Oleh pihak keraton beliau mendapatkan penghormatan dan masuk dalam pahlawan keraton yang membela bangsa. Beliau meninggal di usia yang masih muda. Prinsip dan keinginan beliau untuk membela tanah air menjadi dasar bagi pihak keraton Hamengkubuwono dan Pakualam selanjutnya untuk ikut terus berjuang membela tanah air. Nama beliau masih dikenang sampai hari ini sebagai salah satu dari kerabat keraton yang gugur dan sebagai salah satu pejuang Tentara Pelajar yang berjuang sampai titik darah penghabisan.

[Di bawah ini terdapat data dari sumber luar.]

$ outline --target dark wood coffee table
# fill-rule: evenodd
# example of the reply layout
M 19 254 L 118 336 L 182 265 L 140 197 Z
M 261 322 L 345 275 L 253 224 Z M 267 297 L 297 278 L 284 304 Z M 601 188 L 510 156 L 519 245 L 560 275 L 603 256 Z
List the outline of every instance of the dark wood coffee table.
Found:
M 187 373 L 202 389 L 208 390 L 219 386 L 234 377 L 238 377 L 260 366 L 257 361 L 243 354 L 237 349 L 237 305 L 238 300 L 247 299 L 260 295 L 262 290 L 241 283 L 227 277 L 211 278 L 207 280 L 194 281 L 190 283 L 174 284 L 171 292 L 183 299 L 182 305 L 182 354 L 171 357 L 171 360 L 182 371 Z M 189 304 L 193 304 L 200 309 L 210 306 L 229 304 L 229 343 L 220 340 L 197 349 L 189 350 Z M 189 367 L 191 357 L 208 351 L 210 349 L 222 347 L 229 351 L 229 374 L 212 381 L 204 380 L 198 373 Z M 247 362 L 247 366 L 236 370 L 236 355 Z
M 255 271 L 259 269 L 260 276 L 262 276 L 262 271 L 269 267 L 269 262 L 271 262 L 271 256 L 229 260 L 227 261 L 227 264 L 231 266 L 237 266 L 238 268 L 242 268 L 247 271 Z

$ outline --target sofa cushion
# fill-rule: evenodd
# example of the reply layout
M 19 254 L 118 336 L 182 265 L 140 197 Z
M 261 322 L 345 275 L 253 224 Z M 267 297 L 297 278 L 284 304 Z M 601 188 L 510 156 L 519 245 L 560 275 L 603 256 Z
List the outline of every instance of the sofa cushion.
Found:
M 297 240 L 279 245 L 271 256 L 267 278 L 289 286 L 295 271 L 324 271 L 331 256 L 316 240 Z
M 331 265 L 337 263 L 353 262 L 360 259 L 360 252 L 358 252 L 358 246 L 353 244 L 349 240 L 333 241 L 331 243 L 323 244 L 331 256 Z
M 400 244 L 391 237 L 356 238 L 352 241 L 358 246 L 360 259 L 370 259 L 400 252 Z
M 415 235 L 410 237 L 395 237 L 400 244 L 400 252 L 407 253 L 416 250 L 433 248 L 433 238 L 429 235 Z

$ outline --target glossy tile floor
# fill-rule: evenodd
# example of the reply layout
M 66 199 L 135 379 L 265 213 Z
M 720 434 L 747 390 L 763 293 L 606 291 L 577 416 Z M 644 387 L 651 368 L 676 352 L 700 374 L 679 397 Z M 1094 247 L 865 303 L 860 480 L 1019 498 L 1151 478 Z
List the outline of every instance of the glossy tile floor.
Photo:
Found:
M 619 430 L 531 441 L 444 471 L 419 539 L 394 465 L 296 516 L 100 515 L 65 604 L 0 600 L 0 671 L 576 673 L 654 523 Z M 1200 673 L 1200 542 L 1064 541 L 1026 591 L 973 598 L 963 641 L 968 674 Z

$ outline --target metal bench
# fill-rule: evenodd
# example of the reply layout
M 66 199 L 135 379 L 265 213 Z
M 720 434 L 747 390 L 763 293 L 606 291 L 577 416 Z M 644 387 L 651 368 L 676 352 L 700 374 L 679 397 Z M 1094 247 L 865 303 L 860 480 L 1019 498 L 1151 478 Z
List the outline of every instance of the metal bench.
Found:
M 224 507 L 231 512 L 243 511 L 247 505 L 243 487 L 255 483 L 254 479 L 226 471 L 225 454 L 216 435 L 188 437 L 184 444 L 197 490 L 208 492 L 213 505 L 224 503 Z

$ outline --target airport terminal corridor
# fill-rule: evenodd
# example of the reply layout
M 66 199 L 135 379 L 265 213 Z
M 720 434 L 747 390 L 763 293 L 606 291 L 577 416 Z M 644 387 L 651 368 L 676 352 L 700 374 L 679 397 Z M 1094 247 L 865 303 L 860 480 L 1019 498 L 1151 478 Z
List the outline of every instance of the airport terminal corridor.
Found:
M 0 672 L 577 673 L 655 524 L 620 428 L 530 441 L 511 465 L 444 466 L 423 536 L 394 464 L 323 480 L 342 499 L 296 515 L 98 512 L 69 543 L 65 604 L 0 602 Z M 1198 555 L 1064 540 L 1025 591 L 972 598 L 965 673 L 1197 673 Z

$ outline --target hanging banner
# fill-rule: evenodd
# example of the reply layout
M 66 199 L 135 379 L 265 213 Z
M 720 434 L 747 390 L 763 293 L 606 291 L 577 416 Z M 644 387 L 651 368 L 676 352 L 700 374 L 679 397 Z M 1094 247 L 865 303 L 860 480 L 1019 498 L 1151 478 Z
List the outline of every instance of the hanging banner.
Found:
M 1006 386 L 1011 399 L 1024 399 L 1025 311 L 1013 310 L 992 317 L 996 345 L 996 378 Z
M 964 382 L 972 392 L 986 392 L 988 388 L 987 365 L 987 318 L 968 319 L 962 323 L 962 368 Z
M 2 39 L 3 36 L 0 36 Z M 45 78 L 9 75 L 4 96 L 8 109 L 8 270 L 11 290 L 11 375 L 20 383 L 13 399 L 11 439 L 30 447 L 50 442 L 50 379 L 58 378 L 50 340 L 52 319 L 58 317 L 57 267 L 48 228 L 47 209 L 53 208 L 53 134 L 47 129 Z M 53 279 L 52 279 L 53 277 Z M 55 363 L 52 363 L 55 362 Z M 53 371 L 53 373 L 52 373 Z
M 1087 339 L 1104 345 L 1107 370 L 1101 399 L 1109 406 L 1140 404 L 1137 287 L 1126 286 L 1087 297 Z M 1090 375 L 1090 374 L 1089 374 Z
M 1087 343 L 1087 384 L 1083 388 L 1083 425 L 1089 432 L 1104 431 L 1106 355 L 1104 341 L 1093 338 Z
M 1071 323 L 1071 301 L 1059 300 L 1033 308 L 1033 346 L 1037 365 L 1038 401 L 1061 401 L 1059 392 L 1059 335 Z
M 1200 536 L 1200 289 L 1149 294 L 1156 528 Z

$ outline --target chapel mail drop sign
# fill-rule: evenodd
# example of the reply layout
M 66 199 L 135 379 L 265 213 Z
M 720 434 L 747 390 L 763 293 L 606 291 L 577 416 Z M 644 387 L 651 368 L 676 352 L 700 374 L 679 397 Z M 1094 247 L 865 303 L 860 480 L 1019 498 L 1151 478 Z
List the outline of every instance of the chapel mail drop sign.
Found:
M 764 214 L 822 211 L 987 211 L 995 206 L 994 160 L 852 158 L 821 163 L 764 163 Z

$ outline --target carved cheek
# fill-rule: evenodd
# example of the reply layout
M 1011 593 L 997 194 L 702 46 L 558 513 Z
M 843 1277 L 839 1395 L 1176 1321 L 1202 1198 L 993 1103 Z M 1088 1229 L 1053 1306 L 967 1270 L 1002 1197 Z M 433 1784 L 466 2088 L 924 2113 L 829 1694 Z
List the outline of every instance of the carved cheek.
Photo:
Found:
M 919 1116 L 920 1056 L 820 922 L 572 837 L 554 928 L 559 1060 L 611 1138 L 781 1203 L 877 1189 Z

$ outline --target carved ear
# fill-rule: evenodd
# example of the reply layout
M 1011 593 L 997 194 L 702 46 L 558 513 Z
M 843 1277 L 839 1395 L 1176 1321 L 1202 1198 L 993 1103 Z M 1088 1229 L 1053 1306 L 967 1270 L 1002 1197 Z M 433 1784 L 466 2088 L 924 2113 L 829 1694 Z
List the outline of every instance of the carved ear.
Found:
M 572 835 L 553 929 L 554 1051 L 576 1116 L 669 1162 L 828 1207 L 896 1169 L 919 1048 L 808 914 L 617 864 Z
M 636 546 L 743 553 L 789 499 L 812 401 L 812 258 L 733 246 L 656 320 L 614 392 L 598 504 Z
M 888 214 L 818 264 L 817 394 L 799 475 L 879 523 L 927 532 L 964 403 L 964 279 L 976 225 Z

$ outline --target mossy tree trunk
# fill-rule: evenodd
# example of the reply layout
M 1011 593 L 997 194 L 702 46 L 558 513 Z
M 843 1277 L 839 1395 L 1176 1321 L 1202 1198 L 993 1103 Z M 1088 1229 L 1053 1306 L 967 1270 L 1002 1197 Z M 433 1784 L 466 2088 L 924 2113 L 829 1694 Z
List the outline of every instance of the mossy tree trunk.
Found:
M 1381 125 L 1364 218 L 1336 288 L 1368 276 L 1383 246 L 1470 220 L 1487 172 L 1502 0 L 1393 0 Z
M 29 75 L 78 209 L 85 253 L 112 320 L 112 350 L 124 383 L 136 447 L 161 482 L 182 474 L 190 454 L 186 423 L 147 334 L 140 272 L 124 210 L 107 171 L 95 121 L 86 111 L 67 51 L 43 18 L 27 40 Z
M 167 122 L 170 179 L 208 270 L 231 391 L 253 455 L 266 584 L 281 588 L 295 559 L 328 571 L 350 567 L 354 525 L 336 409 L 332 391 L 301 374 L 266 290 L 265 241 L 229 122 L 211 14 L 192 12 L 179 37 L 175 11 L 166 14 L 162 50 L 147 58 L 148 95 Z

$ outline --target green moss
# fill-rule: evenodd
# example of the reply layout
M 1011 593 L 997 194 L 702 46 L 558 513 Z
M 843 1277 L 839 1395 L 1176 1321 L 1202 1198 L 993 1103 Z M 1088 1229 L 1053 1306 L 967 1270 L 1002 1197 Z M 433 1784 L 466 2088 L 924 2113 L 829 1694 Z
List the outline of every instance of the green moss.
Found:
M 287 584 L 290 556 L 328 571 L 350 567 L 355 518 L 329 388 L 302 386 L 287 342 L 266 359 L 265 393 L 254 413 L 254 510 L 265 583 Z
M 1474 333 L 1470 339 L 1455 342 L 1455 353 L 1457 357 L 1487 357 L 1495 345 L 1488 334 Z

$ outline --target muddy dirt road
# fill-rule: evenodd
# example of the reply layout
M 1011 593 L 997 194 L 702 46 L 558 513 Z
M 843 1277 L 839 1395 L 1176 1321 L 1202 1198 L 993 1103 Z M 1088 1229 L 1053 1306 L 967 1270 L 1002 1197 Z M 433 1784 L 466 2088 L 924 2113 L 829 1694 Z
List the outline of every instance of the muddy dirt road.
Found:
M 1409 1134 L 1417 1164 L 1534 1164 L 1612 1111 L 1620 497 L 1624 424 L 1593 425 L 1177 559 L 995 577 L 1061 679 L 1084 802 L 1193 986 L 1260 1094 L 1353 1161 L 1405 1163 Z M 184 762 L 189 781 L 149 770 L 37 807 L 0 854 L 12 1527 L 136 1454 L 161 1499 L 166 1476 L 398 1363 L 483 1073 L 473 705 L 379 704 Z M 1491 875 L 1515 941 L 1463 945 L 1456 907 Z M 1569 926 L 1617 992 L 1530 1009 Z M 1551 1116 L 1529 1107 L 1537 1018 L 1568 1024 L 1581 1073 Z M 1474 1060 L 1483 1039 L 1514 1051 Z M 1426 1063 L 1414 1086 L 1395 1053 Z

Jika anda berkunjung ke Solo dan melihat tugu Djoko Songo disitu tertulis :

Kami 9 pemuda mati muda
Kami yang menolak penjajahan bangsa atas bangsa
Dan kami gugur di tengah perang kemerdekaan bangsa

Kami rela mati muda
Demi kekalnya Merah Putih Bendera Pusaka
Biarlah Kami mati
Asalkan Meninggalkan arti

Ayo Pemuda Pelajar generasi Muda
Teruskan Garis-garis Pengorbanan
Kebaktian Kami demi Keagungan
Hari depan Tanah kelahiran Kita ini
Untuk Kemakmuran, Keadilan dan Kokohnya persatuan Rakyat

Indonesia Semesta yang dibakar Semangat Juang
Yang dijadikan api nilai Pancasila
Yang Dilandasi UUD 1945
Dan yang di Ridhoi Tuhan Yang Maha Esa.

Demikian kami paparkan sejarah perjuangan Joko Songo yang kami kutip dari blog DKC Karanganyar (dkckaranganyar.blogspot.com/). Dan untuk mengenang sejarah perjuangan Joko Songo tersebut, Kwarcab Karanganyar dalam hal ini DKC Karanganyar sebagai pelaksana, setiap tahun menyelenggarakan kegiatan Pengembaraan Joko Songo, dan Even Pengembaraan Joko Songo terakhir adalah Joko Songo ke-16. Untuk Even Pengembaraan Joko Songo ke-16, alhamdulillah Sangga putri SMK Negeri 1 Karanganyar berhasil merebut Piala bergilir Bupati Karanganyar dan juara II putra. Ini bukan merupakan prestasi yang pertama, sebelumnya pada even Pengembaraan Joko Songo ke-14, SMK Negeri 1 Karanganyar juga berhasil menyabet juara pertama putri piala bergilir Bupati Karanganyar, juara II putera dan juara III puteri. Alhamdulillah sejak tahun 2000, Gugus Depan SMK Negeri 1 Karanganyar selalu meraih prestasi dalam event Pengembaraan Joko Songo Tersebut. Semoga ini bisa menjadi cambuk, dan magnet bagi kami untuk selalu berkarya dan terus berbakti di dalam memajukan Gerakan Pramuka khususnya di pangkalan Gudep SMKN 1 Karanganyar dan khususnya di Kabupaten Karanganyar. Amiiin.